Skip to content

Natural Language Processing

Background

This section only applies to data sets for natural language processing (NLP). The focus being the proposed data statements of Data Statements for Natural Language Processing: Toward Mitigating System Bias and Enabling Better Science by E Bender & B Friedman.

Please study the description of each statement within Section 5. Subsequently, and per data set, record the applicable data statements. Brief excerpts below.
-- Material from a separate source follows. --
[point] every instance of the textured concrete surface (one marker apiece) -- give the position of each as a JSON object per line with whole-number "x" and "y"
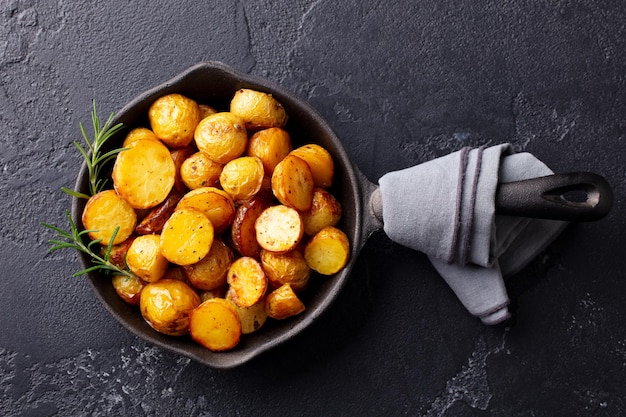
{"x": 401, "y": 82}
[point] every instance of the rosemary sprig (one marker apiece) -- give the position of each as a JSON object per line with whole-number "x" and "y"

Data Statement Queries in Brief

Curation Rationale

Why was the data collected? In brief, which "… texts were included and what were the goals in selecting texts, both in the original collection and in any further sub-selection?" Impacts inference.


Language Variety

This is important because languages "… differ from each other in structural ways that can interact with NLP algorithms".
Additionally, and within a language, "… regional or social dialects can also show great variation".


Speaker Demographic

Important in cases wherein "… variation (in pronunciation, prosody, word choice, and grammar) correlates with speaker-demographic characteristics".


Annotator Demographic

In brief, what are the "… demographic characteristics of the annotators and [the] annotation guideline developers?" These are critical questions because they give an insight into "… their experience with language and thus their perception of what they are annotating".


Speech Situation

Mainly because "… characteristics of the speech situation can affect linguistic structure and patterns …".


Text Characteristics

Mainly because "… genre and topic influence the vocabulary and structural characteristics of texts".1


Recording Quality

If applicable, outline recording quality.


Provenance Appendix

If the data set was derived from an existing data set "… the data statements for the source datasets should be included as an appendix"


Other Pertinent Details

Record pertinent details that the previous statements do not request.